SEOUL – South Korean students are set to begin the new academic year with online classes from April 9, while schools remain physically closed in a bid to curb the spread of the coronavirus that has so far infected 9,786 people and killed 163 in the country.
The reopening of schools has already been delayed from Mar 2 to Apr 6, amid fears that crowded classrooms can turn into virus breeding grounds. There are 627 cases of infections among those aged 19 years and younger.
To keep youths safe, the Education Ministry announced yesterday that schools will switch to online learning in stages from next week.
“It is necessary to boldly push for remote learning right now, to prepare for a possible prolonged pandemic,” said Education Minister Yoo Eun-hae.
Students in the third and final year of middle and high school will begin classes first on April 9. Those in the first and second year of middle and high school, as well as fourth to sixth year of elementary school, will start online learning on April 16.
The youngest group – first to third graders in elementary school – will join the scheme from April 20.
Kindergartens will be closed indefinitely, while most universities have already switched to online learning.
Surveys show that most parents support keeping children home during the health crisis.

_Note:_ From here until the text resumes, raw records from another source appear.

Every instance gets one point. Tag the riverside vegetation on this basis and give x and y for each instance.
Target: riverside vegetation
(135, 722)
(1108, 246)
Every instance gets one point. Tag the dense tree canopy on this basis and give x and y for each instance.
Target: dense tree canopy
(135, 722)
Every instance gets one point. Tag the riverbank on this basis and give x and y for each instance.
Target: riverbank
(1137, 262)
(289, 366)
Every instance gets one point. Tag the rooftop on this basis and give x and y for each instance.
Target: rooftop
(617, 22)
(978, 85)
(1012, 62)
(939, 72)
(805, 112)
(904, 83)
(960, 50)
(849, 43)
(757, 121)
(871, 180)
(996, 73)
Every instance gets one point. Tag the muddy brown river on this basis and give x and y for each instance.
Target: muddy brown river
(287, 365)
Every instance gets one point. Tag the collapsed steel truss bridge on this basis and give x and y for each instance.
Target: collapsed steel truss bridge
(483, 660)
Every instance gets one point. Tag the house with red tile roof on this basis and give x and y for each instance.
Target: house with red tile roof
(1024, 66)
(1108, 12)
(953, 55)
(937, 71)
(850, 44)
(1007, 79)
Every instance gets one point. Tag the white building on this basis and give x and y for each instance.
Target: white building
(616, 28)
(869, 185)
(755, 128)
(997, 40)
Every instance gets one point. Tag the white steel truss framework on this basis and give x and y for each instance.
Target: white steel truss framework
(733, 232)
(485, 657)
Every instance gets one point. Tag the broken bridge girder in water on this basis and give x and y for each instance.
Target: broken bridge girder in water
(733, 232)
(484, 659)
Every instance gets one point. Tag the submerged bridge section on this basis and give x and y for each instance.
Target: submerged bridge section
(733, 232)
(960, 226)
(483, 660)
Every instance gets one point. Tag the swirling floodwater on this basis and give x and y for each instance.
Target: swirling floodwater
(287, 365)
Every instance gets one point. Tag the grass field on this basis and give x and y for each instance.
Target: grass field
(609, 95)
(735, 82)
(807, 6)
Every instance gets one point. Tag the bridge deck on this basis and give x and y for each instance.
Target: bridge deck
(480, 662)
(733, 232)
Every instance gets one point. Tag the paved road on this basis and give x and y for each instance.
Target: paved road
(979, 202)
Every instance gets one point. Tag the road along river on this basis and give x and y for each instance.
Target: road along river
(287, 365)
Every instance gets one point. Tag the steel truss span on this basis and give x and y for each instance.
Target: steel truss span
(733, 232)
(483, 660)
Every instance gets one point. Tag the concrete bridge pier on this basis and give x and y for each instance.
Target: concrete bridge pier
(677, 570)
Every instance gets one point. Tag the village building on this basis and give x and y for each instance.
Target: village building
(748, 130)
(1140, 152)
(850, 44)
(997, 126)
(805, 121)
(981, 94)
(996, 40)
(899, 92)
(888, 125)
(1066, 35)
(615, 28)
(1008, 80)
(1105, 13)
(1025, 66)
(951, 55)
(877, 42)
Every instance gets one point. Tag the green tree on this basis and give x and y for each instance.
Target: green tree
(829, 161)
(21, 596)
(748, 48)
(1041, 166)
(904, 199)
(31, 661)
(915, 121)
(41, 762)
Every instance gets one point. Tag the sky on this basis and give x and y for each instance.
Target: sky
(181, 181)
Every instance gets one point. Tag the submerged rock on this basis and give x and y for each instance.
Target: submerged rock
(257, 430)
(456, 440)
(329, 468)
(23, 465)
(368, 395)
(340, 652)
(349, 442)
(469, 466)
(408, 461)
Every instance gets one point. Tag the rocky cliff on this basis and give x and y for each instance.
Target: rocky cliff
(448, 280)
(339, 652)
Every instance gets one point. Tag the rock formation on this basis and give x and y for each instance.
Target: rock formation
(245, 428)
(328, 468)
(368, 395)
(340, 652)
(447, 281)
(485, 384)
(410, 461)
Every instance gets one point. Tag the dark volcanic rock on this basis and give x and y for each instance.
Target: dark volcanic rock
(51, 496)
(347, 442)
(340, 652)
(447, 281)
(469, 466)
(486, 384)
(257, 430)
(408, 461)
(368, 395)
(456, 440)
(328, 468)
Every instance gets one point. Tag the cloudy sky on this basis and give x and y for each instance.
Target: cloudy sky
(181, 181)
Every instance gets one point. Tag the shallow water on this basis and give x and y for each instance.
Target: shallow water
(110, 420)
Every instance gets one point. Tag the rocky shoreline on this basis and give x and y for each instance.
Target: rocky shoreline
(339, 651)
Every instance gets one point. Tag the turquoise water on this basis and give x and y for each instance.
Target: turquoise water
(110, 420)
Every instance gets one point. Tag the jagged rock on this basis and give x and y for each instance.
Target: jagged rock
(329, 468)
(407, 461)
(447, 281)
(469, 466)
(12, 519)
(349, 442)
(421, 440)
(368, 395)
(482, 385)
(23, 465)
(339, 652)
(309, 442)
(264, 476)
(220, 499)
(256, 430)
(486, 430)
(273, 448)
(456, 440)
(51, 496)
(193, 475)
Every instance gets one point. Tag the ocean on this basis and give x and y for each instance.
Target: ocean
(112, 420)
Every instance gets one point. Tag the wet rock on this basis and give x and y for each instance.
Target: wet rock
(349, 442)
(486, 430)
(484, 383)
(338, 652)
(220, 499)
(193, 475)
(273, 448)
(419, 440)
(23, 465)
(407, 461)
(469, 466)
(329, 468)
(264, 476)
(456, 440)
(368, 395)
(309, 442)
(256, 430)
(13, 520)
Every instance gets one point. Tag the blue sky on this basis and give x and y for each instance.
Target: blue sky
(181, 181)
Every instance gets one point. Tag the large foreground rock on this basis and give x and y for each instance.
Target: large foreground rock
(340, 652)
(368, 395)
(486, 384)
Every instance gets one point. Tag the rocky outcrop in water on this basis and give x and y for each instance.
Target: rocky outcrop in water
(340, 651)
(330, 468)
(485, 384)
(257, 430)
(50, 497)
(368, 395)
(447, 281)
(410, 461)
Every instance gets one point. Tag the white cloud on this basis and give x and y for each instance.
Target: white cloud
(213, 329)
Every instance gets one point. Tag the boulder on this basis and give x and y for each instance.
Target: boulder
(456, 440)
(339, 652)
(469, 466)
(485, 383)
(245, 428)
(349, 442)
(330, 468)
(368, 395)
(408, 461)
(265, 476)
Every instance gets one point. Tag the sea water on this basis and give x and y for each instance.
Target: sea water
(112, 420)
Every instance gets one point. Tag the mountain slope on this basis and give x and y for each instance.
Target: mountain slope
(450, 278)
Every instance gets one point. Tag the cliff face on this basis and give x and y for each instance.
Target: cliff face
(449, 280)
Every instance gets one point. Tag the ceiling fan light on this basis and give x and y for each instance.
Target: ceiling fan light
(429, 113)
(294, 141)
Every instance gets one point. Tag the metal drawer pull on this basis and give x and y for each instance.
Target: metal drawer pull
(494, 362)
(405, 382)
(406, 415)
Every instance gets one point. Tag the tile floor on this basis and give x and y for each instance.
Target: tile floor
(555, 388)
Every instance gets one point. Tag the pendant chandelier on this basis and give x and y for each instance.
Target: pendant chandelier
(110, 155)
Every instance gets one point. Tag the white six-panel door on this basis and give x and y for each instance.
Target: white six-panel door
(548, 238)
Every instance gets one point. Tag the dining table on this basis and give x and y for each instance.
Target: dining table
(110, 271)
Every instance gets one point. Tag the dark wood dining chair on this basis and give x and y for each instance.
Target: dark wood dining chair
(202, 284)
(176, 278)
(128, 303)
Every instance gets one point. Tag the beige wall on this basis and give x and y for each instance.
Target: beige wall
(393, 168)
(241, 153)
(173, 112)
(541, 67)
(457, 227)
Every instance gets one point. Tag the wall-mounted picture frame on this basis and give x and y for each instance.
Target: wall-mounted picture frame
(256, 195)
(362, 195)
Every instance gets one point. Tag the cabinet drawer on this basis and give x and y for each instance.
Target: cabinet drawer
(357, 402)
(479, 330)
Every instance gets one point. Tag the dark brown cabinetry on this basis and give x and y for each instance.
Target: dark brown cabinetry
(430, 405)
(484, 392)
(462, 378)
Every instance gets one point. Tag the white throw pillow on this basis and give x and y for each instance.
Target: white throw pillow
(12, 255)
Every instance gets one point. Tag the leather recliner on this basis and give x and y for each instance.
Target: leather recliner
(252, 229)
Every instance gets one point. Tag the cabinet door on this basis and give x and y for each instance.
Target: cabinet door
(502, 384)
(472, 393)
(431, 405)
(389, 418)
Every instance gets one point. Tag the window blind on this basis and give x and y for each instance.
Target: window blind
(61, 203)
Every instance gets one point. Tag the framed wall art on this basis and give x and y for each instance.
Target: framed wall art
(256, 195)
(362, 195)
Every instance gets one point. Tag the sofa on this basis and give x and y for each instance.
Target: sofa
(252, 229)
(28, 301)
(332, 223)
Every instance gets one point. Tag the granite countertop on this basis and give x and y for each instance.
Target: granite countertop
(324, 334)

A recent poll by Realmeter showed that 72 per cent of respondents felt it would be “inappropriate” for schools to reopen on April 6.
However, there is also growing concern about how e-learning can be conducted effectively, and if schools have the right equipment, technology and experienced teachers to do so.
Official data showed that as many as 3,600 elementary and middle schools out of a total of 8,999, have yet to install wireless networks in classrooms that are necessary for teachers to broadcast lessons. Webcams or tablets are also needed.
Last Friday, the Education Ministry introduced a set of guidelines for virtual teaching.
This includes three types of schemes – interactive, real-time learning via video conferencing, content-based learning based on videos produced by the school for students to watch, and assignment-based learning whereby students are given projects or reports to do.
Schools are free to choose which scheme works best for them. The ministry will conduct trial runs this week.
Experts have said it remains to be seen if computer servers can support the system when dozens of students dial in at the same time. The quality of digital devices and speed of internet at home can also affect online learning, they added.
There is also concern if students from low income families can afford to participate in e-learning, given the cost of buying laptops and tablets, and subscribing to high speed internet.
Government data shows that three in 10 households in South Korea do not own any computers, laptops or tablets. A separate survey showed that as many as 170,000 students do not own any smart devices.
Officials said schools and local education offices have about 120,000 sets of equipment to support online learning in storage, to be loaned out if necessary.
The lack of online teaching experience is another concern, especially in schools located in rural areas.
A research paper published by the Korean Educational Development Institute showed that only 18.9 per cent of middle schools and 29.5 per cent of high schools had experience conducting online classes, as of 2018.
Online classes would also pose challenges to working parents, who may have to juggle working from home and supervising their children during lessons.
PR consultant Kwon Hee-sun, 43, whose only 10-year-old son will start grade four in elementary school next week, is worried if he can stay focused facing a computer, with his classmates online instead of sitting next to him.
“I wonder how realistic and effective online learning is,” said Ms Kwon, who has been working from home unless she needs to attend meetings in the office.
“It is really hard to communicate efficiently when you do conference calls instead of meeting face-to-face, and kids would miss their friends in class.”
She told The Straits Times that the mother of one of her son’s friends suggested gathering a few kids to attend lessons together, with mums taking turns to supervise them. This would allow the kids to interact in a safe, controlled environment, and help to alleviate the burden on parents.
“It can be better for kids to study together than to do it alone, but it still requires parents to play a role,” she said, adding that there is “no perfect solution” for now.